Hollywood is choking on a mountain of debt

Lstrike of actors and screenwriters he ended up in Hollywood. Not the headaches of American studies. Last week Warner Bros. Discovery Group has admitted it will not be able to meet its debt repayment targets, despite historical success of the film Barbie. It reached… 43 billion dollars (40 billion euros) at the end of September 2023! The current sanction of the financial markets: shares of the parent company of the studio Warner Bros and the channels CNN, HBO and Eurosport fell by almost 20% on Wall Street.

Last year, the merger of WarnerMedia and Discovery saddled the new company with $40 billion in debt. Rising interest rates complicate the group’s economic equation, which is affected by the sluggishness of the advertising market. Especially since its production was destabilized by strikes. If current (Maximum service) generated a profit in the last quarter, the company still shows a net loss of $417 million (389 million euros), compared to $2.3 billion a year ago, on quarterly turnover of about $10 billion (9.3 billion euros).

Drastically reduce costs

Warner Bros Discovery is not an isolated case. According to the research company Enders Analysis, the five major studios (Warner, Disney, Paramount, Comcast and Netflix) are burdened with roughly $190 billion in debt. Oscar for the biggest debt goes to Comcast, the owner of DreamWorks, Sky and NBC Universal studios: it reached about 100 billion dollars in the first half of 2023!

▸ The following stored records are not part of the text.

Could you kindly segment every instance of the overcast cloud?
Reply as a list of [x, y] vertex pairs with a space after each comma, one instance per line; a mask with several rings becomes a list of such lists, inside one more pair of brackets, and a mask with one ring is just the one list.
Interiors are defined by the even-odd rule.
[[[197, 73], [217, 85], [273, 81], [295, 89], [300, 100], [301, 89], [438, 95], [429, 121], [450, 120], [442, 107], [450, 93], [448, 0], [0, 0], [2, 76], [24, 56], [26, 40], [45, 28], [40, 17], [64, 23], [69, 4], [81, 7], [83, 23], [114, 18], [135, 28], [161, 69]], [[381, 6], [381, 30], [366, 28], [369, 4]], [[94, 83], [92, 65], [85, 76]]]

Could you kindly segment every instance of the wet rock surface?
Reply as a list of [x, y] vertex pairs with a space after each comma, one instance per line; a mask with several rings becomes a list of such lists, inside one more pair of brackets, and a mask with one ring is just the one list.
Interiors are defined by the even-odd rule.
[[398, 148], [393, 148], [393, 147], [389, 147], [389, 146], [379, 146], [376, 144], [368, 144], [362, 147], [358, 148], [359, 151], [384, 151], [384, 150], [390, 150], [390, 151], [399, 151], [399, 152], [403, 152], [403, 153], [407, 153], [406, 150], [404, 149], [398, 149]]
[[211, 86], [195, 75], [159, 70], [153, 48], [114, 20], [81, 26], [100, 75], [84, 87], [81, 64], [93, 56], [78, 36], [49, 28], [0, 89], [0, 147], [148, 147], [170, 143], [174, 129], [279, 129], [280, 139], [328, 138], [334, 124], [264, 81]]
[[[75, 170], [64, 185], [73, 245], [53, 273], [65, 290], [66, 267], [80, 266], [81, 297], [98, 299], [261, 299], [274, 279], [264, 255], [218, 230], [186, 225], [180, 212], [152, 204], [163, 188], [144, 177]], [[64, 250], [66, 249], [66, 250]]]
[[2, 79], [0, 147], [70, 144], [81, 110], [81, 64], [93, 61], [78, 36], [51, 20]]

After Warner, Disney (about forty billion), Paramount (14 billion) and Netflix (about ten billion) follow, the only profitable video streaming service. The new streaming activities generate reduced margins, which are estimated to be between 10 and 15%. The big studios are therefore forced to drastically cut their costs in order to raise more money to pay off their colossal debts.

This is what Bob Iger, director of Disney (Disney+, ESPN, Marvel films, etc.), tried to demonstrate to investors during the recent presentation of financial results. The century-old entertainment giant plans to cut costs by $7.5 billion, $2 billion more than originally planned. Above all, it generated $4.9 billion in liquidity (“free cash flow”) during its most recent financial year, compared with $1 billion a year earlier.

Bob Iger promises to make fewer but better movies. There’s more work to do. Recent The Marvels he had the franchise’s worst start, with “only” $44 million in revenue in the United States (total of $110 million worldwide), for a budget of around $220 million. The end of the recipe for success?